Fast als Prototyp der Barockoper kann Händels Alcina gelten, diese Geschichte von der Herrscherin über eine verzauberte Liebesinsel, die ihre Exgeliebten in wilde Tiere, Pflanzen oder Felsen verwandelt und sich ein fantastisches Reich voller Prunk und Pracht geschaffen hat, in dem nur Lust, Vergnügen und Müßiggang regieren. Das Libretto gäbe Gelegenheit für spektakuläre wechselvolle Szenenbilder und Balletteinlagen, wie sie bei der Uraufführung im Londoner Covent Garden 1735 für Begeisterungsstürme gesorgt haben.

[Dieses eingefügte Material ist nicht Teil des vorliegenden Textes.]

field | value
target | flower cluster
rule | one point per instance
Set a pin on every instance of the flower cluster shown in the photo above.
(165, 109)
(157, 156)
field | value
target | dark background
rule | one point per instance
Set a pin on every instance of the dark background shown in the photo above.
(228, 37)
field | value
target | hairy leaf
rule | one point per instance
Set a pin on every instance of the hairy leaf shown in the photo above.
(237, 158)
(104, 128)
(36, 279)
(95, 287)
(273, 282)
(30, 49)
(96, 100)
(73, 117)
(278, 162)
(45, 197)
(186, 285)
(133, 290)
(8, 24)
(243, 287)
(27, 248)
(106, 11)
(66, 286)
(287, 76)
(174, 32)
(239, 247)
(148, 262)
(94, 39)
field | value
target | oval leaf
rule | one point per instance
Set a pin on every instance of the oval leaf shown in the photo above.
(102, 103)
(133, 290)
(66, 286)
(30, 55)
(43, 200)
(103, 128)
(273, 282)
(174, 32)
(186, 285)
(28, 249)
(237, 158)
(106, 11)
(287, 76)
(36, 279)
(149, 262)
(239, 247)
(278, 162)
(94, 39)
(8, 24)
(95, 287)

Die Inszenierung an der Staatsoper Hannover von Lydia Steier verliert sich allerdings nicht in oberflächlichem Pomp oder bloßen Showeffekten, wenngleich es auch hier in der Welt Alcinas ziemlich bunt zugeht. Das ist vor allem den fantasievollen Kostümen von Gianluca Falaschi zu verdanken, in denen Alcinas Hofstaat als exotische Paradiesvögel und farbenprächtige Südseeinsulaner die Szene beherrschen. Ansonsten besteht die Bühne aus einem funktionalen Treppenpodest.
Aber die Szene wandelt sich nach der Pause, wenn (wenigstens in dieser Inszenierung) der Schauplatz wechselt und die Handlung in einem Großraumbüro modernen Zuschnitts weitergeht. Dies ist die Welt Bradamantes, der vollkommene Gegensatz zum fröhlichen Nichtstun in Alcinas Reich. Hier sind die bunten Gestalten der Insel dazu verdonnert, stupide Büroarbeit zu verrichten und streng im Takt Geschäftsbriefe in ihre Maschinen zu hämmern.

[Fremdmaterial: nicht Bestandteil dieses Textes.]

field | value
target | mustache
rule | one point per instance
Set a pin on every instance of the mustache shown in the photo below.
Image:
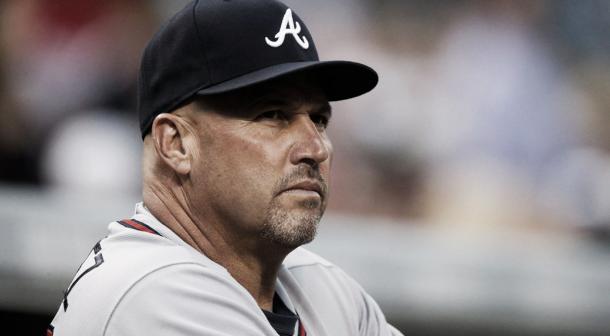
(300, 173)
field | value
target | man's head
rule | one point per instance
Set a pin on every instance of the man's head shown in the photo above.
(233, 106)
(258, 158)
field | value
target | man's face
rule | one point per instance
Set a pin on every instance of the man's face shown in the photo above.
(264, 162)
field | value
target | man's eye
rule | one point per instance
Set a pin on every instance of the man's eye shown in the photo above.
(320, 120)
(274, 115)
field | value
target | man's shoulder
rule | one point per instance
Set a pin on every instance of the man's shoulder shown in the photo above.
(115, 266)
(302, 257)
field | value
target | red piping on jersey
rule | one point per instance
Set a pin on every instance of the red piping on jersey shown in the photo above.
(302, 330)
(137, 225)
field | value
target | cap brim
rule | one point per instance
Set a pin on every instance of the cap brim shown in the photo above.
(338, 79)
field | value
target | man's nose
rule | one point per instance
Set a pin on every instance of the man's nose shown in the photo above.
(310, 144)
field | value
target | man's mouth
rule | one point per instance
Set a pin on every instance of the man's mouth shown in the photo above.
(308, 186)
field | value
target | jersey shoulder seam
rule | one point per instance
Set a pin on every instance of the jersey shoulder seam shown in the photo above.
(140, 280)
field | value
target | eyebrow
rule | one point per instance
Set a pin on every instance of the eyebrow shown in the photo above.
(324, 108)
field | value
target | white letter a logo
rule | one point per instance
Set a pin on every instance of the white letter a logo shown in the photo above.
(288, 27)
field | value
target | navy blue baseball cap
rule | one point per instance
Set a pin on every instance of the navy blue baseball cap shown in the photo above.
(217, 46)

Wie ist es dazu gekommen? Bradamante ist auf der Suche nach ihrem Verlobten Ruggiero auf der Insel Alcinas fündig geworden, wo dieser sich ganz den Verlockungen der Zauberin hingegeben hat. Von Bramante will er nichts mehr wissen, ja erkennt sie nicht einmal. Durch eine Intrige allerdings kommt die scheinbar heile Welt der schwärmerischen Liebe zwischen Ruggiero und Alcina ins Wanken. Bradamantes Begleiter Melisso gelingt es, Ruggiero die Augen zu öffnen und er erinnert ihn an seine Pflichten gegenüber seiner Verlobten. Gegen den heftigen Widerstand Alcinas kann sich Ruggiero aus deren Fängen befreien und kehrt reumütig zu Bradamante zurück. Und das ist nun das Büro, wo Bradamante das Sagen hat.
Die Oper zeige, wie ein zeitgenössischer Rezensent bemerkte, „wie die Heftigkeit jugendlicher Leidenschaft zu Unvernunft führen kann”. So moralisch urteilt Steier in ihrer Regiearbeit nicht, aber deutlich zeigt sie die zwei Welten auf: die eine aus purer Sinnenfreude und Magie, die Menschen zu willenlosen Objekten macht und die andere, in der Pflichten und Arbeit dominieren. Lustprinzip versus Realitätsprinzip sozusagen. Dies alles aber nicht trocken belehrend, sondern angereichert mit Witz und Ironie.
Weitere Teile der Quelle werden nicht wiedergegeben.